Ukraine Summit 'Soon' After Progress In Talks: France
France said Wednesday that the conditions were in place for it to host a summit "soon" on resolving the conflict in Ukraine, hailing progress made in negotiations this week.
The French foreign ministry said in a statement that such a summit could be held within the so-called Normandy format that includes France, Germany, Russia and Ukraine, meaning it would bring together Russia's President Vladimir Putin and his Ukrainian counterpart Volodymyr Zelensky.
"The conditions are now in place for holding soon in Paris a meeting of heads of state and government under the Normandy format, with the aim of progressing on the path to a lasting solution to the conflict in Ukraine," it said.
Such a meeting would also be attended by French President Emmanuel Macron, who has been spearheading the drive for peace in Ukraine, and German Chancellor Angela Merkel. It would be the first such summit since 2016.
Macron had hoped to host a meeting in September but it was held up in a sign of the difficulties in reconciling the Ukrainian and Russian positions.

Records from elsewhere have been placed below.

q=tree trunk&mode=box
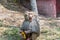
[30,0,38,15]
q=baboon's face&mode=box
[28,13,35,22]
[29,13,33,18]
[25,11,36,21]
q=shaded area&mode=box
[56,0,60,17]
[57,12,60,17]
[0,0,30,13]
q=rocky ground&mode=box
[0,0,60,40]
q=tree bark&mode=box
[30,0,38,15]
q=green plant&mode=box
[3,27,22,40]
[55,27,60,31]
[0,20,3,27]
[13,0,17,3]
[49,22,57,27]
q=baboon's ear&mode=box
[24,14,27,18]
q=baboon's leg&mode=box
[31,33,37,40]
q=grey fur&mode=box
[20,15,40,36]
[29,16,40,36]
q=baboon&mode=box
[20,12,32,40]
[28,12,40,40]
[20,11,40,40]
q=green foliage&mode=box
[56,27,60,31]
[0,20,3,27]
[49,22,57,27]
[13,0,20,3]
[3,27,21,40]
[13,0,17,3]
[41,30,48,34]
[4,28,19,35]
[7,0,17,3]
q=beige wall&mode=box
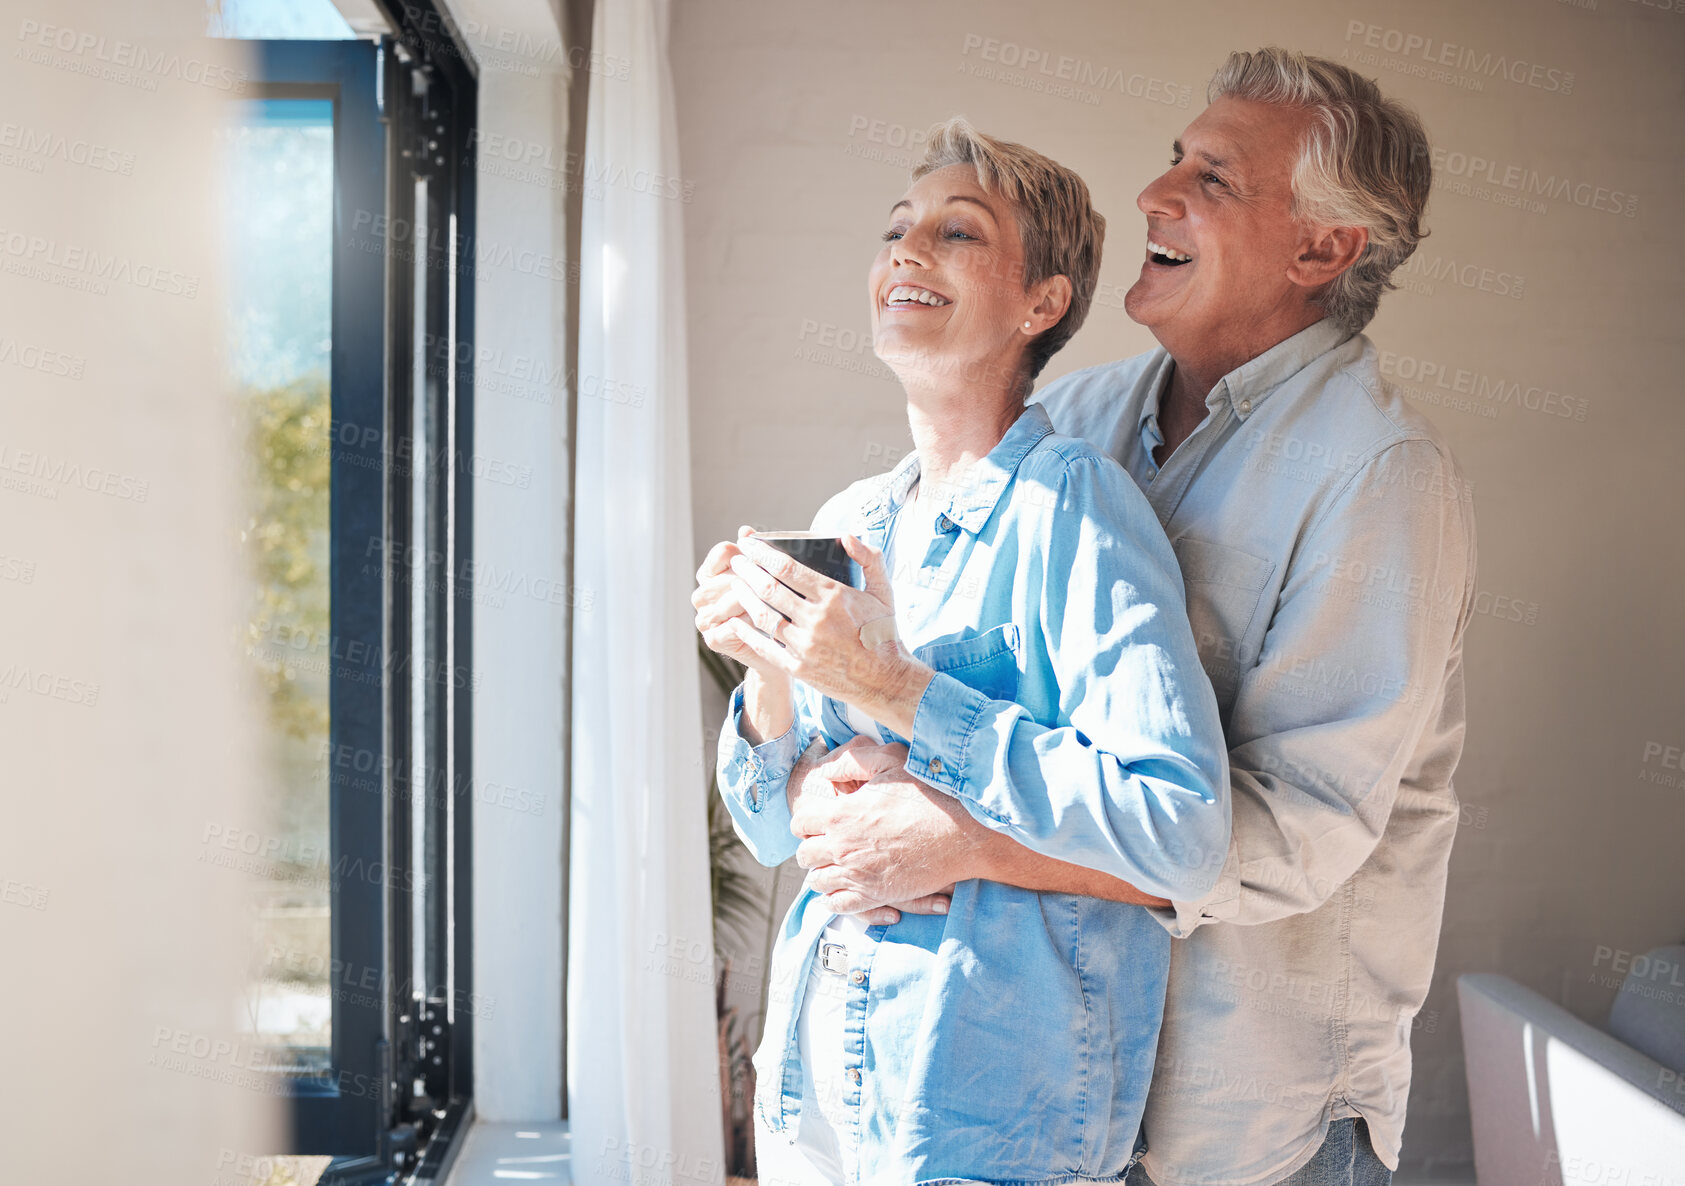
[672,0,1685,1171]
[0,1,279,1179]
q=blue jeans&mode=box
[1129,1119,1392,1186]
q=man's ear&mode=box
[1287,224,1369,292]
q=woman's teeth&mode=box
[1148,239,1193,265]
[887,285,951,306]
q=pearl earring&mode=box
[1023,320,1032,330]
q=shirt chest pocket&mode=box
[913,622,1022,704]
[1173,535,1275,714]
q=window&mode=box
[216,4,478,1179]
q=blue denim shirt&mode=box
[717,404,1230,1184]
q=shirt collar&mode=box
[859,403,1055,533]
[1137,317,1354,440]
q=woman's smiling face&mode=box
[868,164,1033,389]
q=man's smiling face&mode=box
[1125,96,1323,355]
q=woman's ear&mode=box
[1025,274,1073,333]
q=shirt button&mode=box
[1239,399,1252,413]
[929,756,943,774]
[848,1068,862,1085]
[850,969,866,986]
[935,514,952,531]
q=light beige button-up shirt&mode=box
[1036,318,1477,1184]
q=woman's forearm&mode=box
[740,668,795,746]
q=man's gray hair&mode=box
[1210,48,1431,333]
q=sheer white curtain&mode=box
[568,0,724,1182]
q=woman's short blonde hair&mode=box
[1209,48,1432,333]
[912,118,1105,398]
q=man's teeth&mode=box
[1148,239,1193,263]
[887,285,951,306]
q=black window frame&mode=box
[236,5,478,1178]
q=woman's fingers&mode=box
[851,905,903,926]
[737,535,824,600]
[792,831,836,866]
[841,533,894,607]
[691,574,743,628]
[694,538,743,583]
[699,622,746,661]
[728,617,796,675]
[729,552,806,621]
[819,890,881,916]
[815,741,909,785]
[895,891,952,916]
[728,575,788,642]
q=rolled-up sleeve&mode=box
[1153,437,1477,936]
[903,455,1232,901]
[717,681,822,867]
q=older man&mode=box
[784,49,1477,1186]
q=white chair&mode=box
[1458,948,1685,1185]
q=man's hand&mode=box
[785,741,963,929]
[792,739,1174,914]
[791,742,986,917]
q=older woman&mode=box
[692,120,1229,1185]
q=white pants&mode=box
[755,918,867,1185]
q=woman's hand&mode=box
[692,527,787,680]
[727,533,928,725]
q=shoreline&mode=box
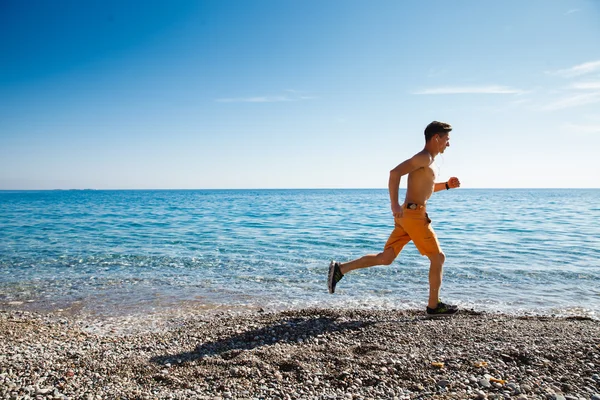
[2,307,599,400]
[1,298,598,337]
[2,291,598,326]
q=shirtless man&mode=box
[328,121,461,316]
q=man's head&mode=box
[424,121,452,154]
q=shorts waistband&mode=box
[403,202,426,210]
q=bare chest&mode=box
[412,164,436,181]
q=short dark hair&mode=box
[424,121,452,141]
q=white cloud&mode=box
[542,92,600,110]
[549,60,600,78]
[565,9,580,15]
[539,67,600,110]
[569,81,600,90]
[412,85,525,95]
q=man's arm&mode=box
[433,177,461,192]
[433,182,448,192]
[389,152,431,216]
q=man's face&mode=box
[437,133,450,153]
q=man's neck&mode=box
[424,144,439,159]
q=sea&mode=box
[0,189,599,320]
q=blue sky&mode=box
[1,0,599,189]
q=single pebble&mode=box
[479,379,492,389]
[436,380,449,388]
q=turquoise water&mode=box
[0,189,599,318]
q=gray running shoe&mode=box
[328,261,344,294]
[426,300,459,318]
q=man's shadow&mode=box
[150,315,374,366]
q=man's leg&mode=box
[339,247,397,274]
[329,222,408,294]
[425,252,445,309]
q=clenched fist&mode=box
[447,177,461,189]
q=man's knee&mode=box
[427,252,445,266]
[378,249,397,266]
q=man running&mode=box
[328,121,461,317]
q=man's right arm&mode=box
[389,152,430,216]
[388,169,403,217]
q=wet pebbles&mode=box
[1,308,599,399]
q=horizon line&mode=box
[1,187,599,191]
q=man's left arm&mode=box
[434,177,461,192]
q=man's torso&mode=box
[405,152,435,205]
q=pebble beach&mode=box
[2,307,599,400]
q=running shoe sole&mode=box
[426,309,459,319]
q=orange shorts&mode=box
[384,205,441,256]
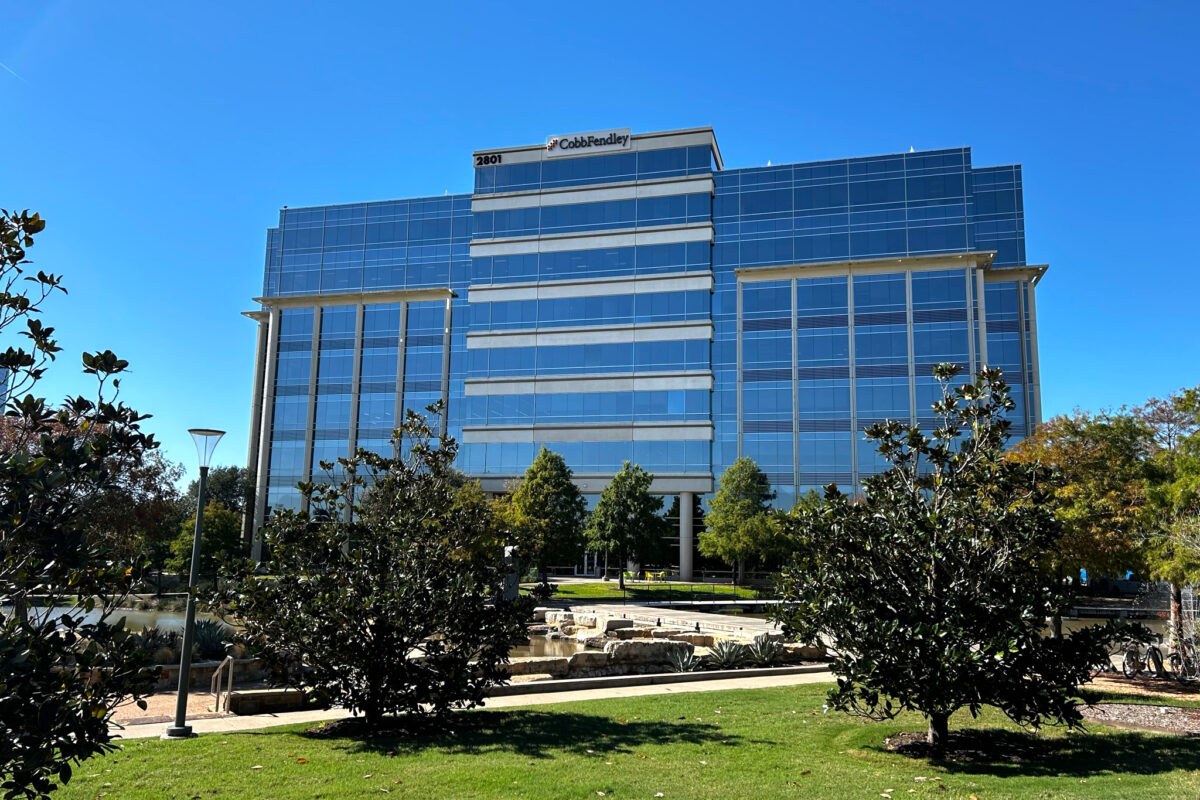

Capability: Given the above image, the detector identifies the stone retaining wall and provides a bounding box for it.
[153,658,264,691]
[514,605,825,681]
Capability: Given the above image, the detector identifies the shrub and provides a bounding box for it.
[151,646,177,665]
[774,365,1118,756]
[211,406,549,726]
[1,210,158,799]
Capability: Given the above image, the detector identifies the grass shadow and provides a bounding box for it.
[286,708,738,760]
[869,726,1200,779]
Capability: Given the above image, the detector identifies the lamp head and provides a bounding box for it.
[188,428,225,469]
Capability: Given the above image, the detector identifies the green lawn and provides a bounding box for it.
[61,684,1200,799]
[529,581,763,602]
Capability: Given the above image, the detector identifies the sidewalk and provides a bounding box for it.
[113,669,833,741]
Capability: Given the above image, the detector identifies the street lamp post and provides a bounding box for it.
[163,428,224,740]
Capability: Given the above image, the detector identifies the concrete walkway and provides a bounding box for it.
[113,669,832,741]
[571,603,782,636]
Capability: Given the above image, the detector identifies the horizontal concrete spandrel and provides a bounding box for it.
[463,371,714,397]
[475,474,713,494]
[468,223,713,258]
[465,321,713,349]
[467,271,713,304]
[470,176,714,213]
[461,422,713,444]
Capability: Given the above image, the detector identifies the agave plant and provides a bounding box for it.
[136,625,179,652]
[747,637,785,667]
[192,619,236,661]
[705,640,747,670]
[668,649,703,673]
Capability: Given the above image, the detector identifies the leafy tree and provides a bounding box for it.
[1138,387,1200,647]
[584,462,666,590]
[699,457,776,583]
[497,446,586,580]
[83,450,185,589]
[1,210,156,798]
[184,465,250,515]
[1008,410,1151,635]
[774,365,1113,757]
[168,502,242,580]
[1010,410,1150,577]
[1140,391,1199,453]
[211,406,546,727]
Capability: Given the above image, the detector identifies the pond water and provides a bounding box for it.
[2,606,218,632]
[509,636,597,658]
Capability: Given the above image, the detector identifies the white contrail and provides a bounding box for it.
[0,60,30,84]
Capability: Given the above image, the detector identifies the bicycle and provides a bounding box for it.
[1121,634,1166,679]
[1167,637,1200,682]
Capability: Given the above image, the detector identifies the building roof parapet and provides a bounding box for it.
[735,252,1009,283]
[252,287,456,309]
[473,127,723,171]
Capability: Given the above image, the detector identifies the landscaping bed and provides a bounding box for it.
[1080,703,1200,736]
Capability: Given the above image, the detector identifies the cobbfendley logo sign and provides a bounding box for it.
[545,128,632,157]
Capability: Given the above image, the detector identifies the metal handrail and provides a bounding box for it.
[209,655,235,714]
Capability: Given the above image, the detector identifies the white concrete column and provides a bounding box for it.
[251,308,280,562]
[679,491,694,581]
[300,306,322,514]
[243,312,269,552]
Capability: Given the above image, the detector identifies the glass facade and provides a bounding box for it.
[248,128,1043,550]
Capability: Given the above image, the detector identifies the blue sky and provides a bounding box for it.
[3,1,1198,482]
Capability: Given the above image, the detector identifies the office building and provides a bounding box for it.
[245,127,1044,575]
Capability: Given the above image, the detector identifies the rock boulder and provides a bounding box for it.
[506,657,569,677]
[568,651,609,671]
[667,632,714,648]
[603,639,693,665]
[573,613,599,628]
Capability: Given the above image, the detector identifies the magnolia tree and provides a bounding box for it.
[1,210,156,799]
[774,365,1115,756]
[212,406,548,726]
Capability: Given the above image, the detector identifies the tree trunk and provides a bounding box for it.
[927,712,950,758]
[1050,563,1064,639]
[1170,582,1184,649]
[618,567,625,591]
[735,558,745,586]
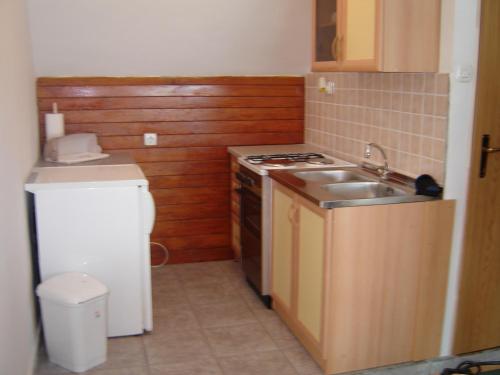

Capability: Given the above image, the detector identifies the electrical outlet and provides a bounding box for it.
[144,133,157,146]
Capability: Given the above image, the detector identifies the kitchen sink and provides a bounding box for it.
[292,169,372,184]
[269,167,435,208]
[321,181,407,200]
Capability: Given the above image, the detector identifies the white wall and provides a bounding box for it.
[27,0,312,77]
[440,0,481,356]
[0,1,40,374]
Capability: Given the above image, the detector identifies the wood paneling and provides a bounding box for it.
[98,133,302,150]
[38,97,304,111]
[37,76,304,86]
[62,120,304,136]
[37,76,304,264]
[149,174,229,189]
[38,85,303,98]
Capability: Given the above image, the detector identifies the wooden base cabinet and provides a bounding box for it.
[271,182,455,374]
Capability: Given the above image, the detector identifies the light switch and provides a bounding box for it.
[455,65,474,83]
[144,133,157,146]
[318,77,327,93]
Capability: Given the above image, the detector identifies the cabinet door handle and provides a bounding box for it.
[288,206,295,223]
[288,205,299,225]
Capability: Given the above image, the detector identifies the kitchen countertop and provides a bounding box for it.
[34,152,135,169]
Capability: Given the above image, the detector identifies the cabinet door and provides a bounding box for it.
[271,186,294,309]
[296,200,326,344]
[313,0,341,70]
[342,0,378,70]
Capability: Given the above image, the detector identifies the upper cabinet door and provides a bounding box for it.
[312,0,440,72]
[342,0,378,70]
[313,0,341,70]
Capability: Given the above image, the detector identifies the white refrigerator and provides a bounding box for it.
[26,162,154,337]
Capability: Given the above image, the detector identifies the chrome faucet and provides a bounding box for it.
[364,143,390,179]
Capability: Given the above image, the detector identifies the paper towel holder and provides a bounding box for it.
[45,102,65,141]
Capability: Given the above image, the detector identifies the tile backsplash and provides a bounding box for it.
[305,72,449,183]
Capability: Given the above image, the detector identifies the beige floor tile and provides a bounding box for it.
[94,336,148,370]
[214,262,246,282]
[177,269,229,287]
[284,347,323,375]
[151,267,178,282]
[171,260,245,287]
[143,329,212,366]
[152,277,184,295]
[35,351,72,375]
[210,259,243,274]
[218,350,298,375]
[169,262,223,276]
[239,286,268,310]
[149,354,223,375]
[83,367,149,375]
[192,300,257,328]
[252,308,280,321]
[184,281,240,306]
[152,305,200,334]
[153,289,189,310]
[223,275,250,292]
[204,322,277,357]
[253,310,302,349]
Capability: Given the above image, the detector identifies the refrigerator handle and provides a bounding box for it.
[143,190,156,234]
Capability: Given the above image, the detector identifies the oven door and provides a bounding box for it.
[239,186,262,293]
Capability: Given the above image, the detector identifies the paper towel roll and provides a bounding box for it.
[45,103,65,140]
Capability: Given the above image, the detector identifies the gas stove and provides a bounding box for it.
[239,152,355,175]
[245,152,335,166]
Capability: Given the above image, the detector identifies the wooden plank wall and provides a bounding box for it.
[36,77,304,264]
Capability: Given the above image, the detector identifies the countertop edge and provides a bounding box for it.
[269,169,438,209]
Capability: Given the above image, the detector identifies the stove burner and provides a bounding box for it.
[245,152,326,165]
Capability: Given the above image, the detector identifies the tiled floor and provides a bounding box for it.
[35,260,322,375]
[35,260,500,375]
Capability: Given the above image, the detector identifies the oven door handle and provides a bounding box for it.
[236,172,255,187]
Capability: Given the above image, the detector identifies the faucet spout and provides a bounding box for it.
[364,143,390,179]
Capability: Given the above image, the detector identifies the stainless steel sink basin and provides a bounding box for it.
[321,181,407,200]
[292,170,372,184]
[269,167,436,209]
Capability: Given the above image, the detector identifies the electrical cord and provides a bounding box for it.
[441,360,500,375]
[150,242,169,268]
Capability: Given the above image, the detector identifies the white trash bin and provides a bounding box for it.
[36,272,108,373]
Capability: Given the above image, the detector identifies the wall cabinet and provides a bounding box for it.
[312,0,441,72]
[271,181,455,374]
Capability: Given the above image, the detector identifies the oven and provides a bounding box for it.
[236,167,272,307]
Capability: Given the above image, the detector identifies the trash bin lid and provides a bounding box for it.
[36,272,108,305]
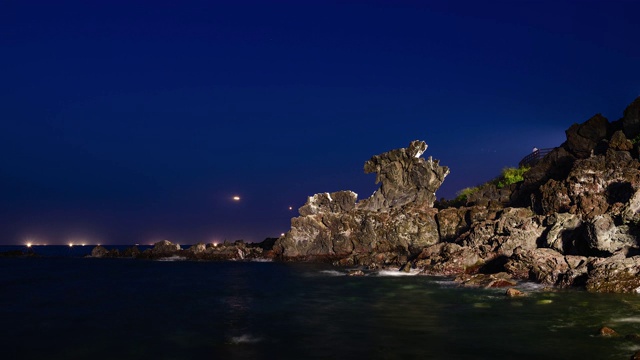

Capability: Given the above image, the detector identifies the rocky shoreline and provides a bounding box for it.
[86,98,640,295]
[272,97,640,294]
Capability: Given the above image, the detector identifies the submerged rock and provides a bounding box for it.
[347,270,365,277]
[505,288,525,297]
[454,272,517,288]
[598,326,619,337]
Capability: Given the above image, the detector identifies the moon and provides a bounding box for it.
[232,196,241,201]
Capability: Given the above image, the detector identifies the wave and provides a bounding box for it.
[157,255,188,262]
[516,281,547,292]
[432,279,457,287]
[319,270,345,276]
[612,316,640,323]
[229,334,262,344]
[376,269,420,277]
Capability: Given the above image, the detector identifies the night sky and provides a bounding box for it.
[2,1,639,245]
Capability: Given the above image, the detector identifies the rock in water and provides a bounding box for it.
[505,288,524,297]
[598,326,618,337]
[90,245,109,258]
[151,240,181,256]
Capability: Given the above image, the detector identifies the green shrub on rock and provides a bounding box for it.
[496,166,530,189]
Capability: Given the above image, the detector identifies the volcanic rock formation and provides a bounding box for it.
[275,97,640,293]
[274,140,448,265]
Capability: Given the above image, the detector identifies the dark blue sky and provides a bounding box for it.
[1,0,639,245]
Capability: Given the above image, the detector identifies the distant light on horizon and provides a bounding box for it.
[69,243,73,247]
[280,233,285,237]
[26,242,32,248]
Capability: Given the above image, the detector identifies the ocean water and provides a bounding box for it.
[2,246,640,359]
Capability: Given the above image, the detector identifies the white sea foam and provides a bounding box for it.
[376,269,420,277]
[230,334,262,344]
[432,279,457,287]
[250,258,273,262]
[516,281,547,292]
[319,270,344,276]
[612,316,640,323]
[157,256,187,261]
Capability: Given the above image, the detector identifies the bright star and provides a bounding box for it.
[233,196,241,201]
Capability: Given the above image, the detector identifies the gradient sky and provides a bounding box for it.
[1,0,639,245]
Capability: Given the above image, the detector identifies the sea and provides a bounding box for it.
[2,245,640,359]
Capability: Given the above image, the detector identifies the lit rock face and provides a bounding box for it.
[359,140,450,211]
[274,141,448,266]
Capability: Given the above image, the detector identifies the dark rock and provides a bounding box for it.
[631,351,640,360]
[504,248,588,287]
[610,130,634,151]
[151,240,181,256]
[586,255,640,293]
[400,262,412,272]
[186,242,207,255]
[90,245,109,258]
[122,246,141,258]
[415,242,482,276]
[253,237,278,251]
[542,213,583,254]
[0,249,36,258]
[564,113,609,158]
[454,272,517,288]
[436,207,471,241]
[622,97,640,139]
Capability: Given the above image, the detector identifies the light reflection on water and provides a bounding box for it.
[0,258,639,359]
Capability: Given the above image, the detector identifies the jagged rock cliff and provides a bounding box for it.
[275,97,640,293]
[274,140,448,265]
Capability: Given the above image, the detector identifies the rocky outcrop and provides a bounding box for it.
[90,245,110,258]
[586,253,640,293]
[274,97,640,293]
[359,140,449,210]
[90,238,276,261]
[274,140,447,267]
[622,97,640,139]
[564,114,609,158]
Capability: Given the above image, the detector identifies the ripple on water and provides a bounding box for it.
[229,334,262,344]
[612,317,640,323]
[317,270,344,276]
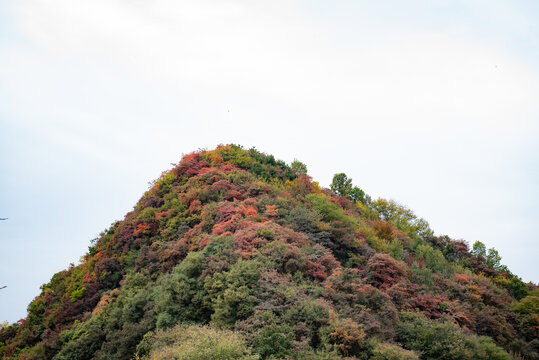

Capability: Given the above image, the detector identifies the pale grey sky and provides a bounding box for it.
[1,0,538,323]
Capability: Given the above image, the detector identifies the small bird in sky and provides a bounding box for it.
[0,286,6,290]
[0,218,7,220]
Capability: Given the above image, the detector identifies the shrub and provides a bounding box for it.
[371,342,419,360]
[137,324,259,360]
[253,322,293,359]
[205,259,261,327]
[306,193,354,227]
[397,312,510,360]
[282,299,331,349]
[415,244,452,277]
[54,318,105,360]
[367,253,409,289]
[154,252,211,327]
[323,316,366,357]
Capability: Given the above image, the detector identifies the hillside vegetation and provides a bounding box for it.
[1,145,537,360]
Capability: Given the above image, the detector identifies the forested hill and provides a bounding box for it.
[1,144,538,360]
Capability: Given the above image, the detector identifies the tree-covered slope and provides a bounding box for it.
[1,145,537,360]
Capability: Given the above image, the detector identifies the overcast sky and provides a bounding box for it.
[1,0,538,323]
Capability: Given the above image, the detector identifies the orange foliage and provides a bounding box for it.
[372,220,396,241]
[134,224,151,235]
[455,273,472,284]
[328,315,366,356]
[92,289,120,315]
[264,205,278,217]
[155,209,172,220]
[188,199,202,214]
[239,204,258,219]
[206,152,224,165]
[82,272,94,283]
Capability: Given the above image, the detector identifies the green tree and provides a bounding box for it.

The summit would attempt to end a conflict which has seen pro-Moscow separatists declare unrecognised breakaway statelets in two Ukrainian eastern regions and left more than 13,000 dead.
It broke out after Russia's 2014 annexation of the Ukrainian peninsula of Crimea, which plunged Moscow's relations with the West into a deep freeze.
The French foreign ministry said negotiations between Ukrainian, Russian and separatist negotiators in Belarus on Tuesday achieved "important progress," agreeing on a roadmap for the regions.
It said the conditions of the future status of the two eastern regions of Donetsk and Lugansk had been clarified, as well as the disengagement of armed forces from three "pilot zones."
"France welcomes this progress," the statement said.
France has led intense diplomacy in recent months, and after an hours-long meeting at his holiday residence in late August, Macron also met Putin briefly on Monday following the funeral in Paris of former French president Jacques Chirac.
In a speech to the Parliamentary Assembly of the Council of Europe on Tuesday, Macron had strongly defended his policy of engaging with Russia against criticism he was giving too much away to Putin.
"We are not naive, we are not complacent and we are aware that red lines have been crossed" by Russia in its actions in Ukraine, he said.